ABSTRACT Dialkyl phthalate esters (DPEs) are widely used chemicals, with over 4 million tonnes being produced worldwide each year. On the basis of their octanol-water partition coefficients (Kow), which range from 10(1.61) for dimethyl phthalate to 10(9.46) for di-iso-decyl phthalate, certain phthalate esters have the potential to bioconcentrate and biomagnify in aquatic food webs. However, there are no reported field studies on the trophodynamics of phthalate ester in aquatic food webs. This study reports the distribution of 8 individual phthalate esters (i.e., dimethyl, diethyl, di-isobutyl, di-n-butyl, butylbenzyl, di(2-ethylhexyl), di-n-octyl, and di-n-nonyl) and 5 commercial isomeric mixtures (i.e., di-iso-hexyl (C6), di-iso-heptyl (C7), di-iso-octyl (C8), di-iso-nonyl (C9), and di-iso-decyl (C10)) in a marine aquatic food web. DPE concentrations were determined in 18 marine species, representing approximately 4 trophic levels. Co-analysis of DPEs and 6 PCB congeners (i.e., PCB-18, 99, 118, 180, 194, and 209) in all samples produced a direct comparison of the bioaccumulation behavior of PCBs and DPEs. Lipid equivalent concentrations of the PCBs increased with increasing trophic position and stable isotope ratios (delta15N).
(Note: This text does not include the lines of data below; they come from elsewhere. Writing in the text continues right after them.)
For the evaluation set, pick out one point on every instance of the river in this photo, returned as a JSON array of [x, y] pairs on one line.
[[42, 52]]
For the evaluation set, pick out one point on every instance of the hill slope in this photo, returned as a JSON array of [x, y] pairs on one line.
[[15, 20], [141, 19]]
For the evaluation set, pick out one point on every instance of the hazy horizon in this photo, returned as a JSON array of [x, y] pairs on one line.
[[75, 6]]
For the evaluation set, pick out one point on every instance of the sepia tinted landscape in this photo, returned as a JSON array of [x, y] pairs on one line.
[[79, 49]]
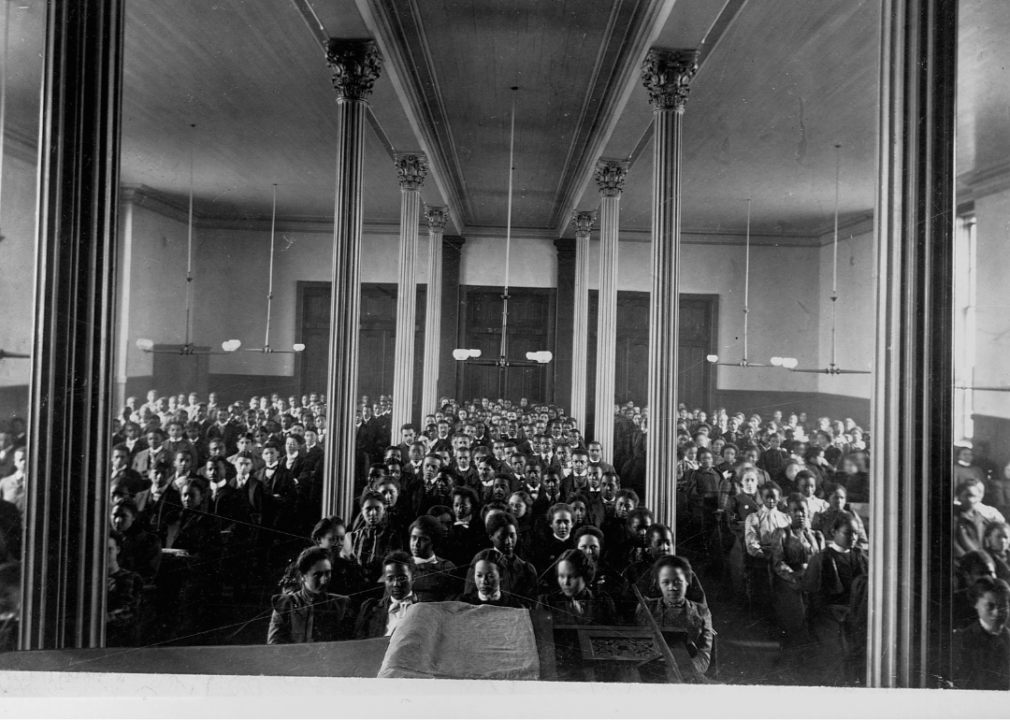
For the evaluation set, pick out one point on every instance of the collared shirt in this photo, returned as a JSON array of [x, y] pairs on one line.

The Food-Web Magnification Factor (FWMF) of the PCB congeners ranged from 1.8 to 9.5. Lipid equivalent concentrations of low and intermediate molecular weight DPEs (i.e., C1-C7 DPEs: dimethyl, diethyl, di-iso-butyl, di-n-butyl, benzylbutyl, and C6 and C7 isomers) did not exhibit statistically significant trends with trophic position or stable nitrogen isotope ratios (delta15N) in the food web and FWMFs were not significantly different from 1. Lipid equivalent concentrations of the high-molecular-weight DPEs (i.e., C8-C10 DPEs: di(2-ethylhexyl), di-n-octyl, di-n-nonyl, C8, C9, and C10) declined significantly with increasing trophic position and stable isotope ratios (delta15N), producing FWMFs between 0.25 and 0.48. These results show that all DPEs tested did not biomagnify in the studied aquatic food web whereas PCBs did biomagnify.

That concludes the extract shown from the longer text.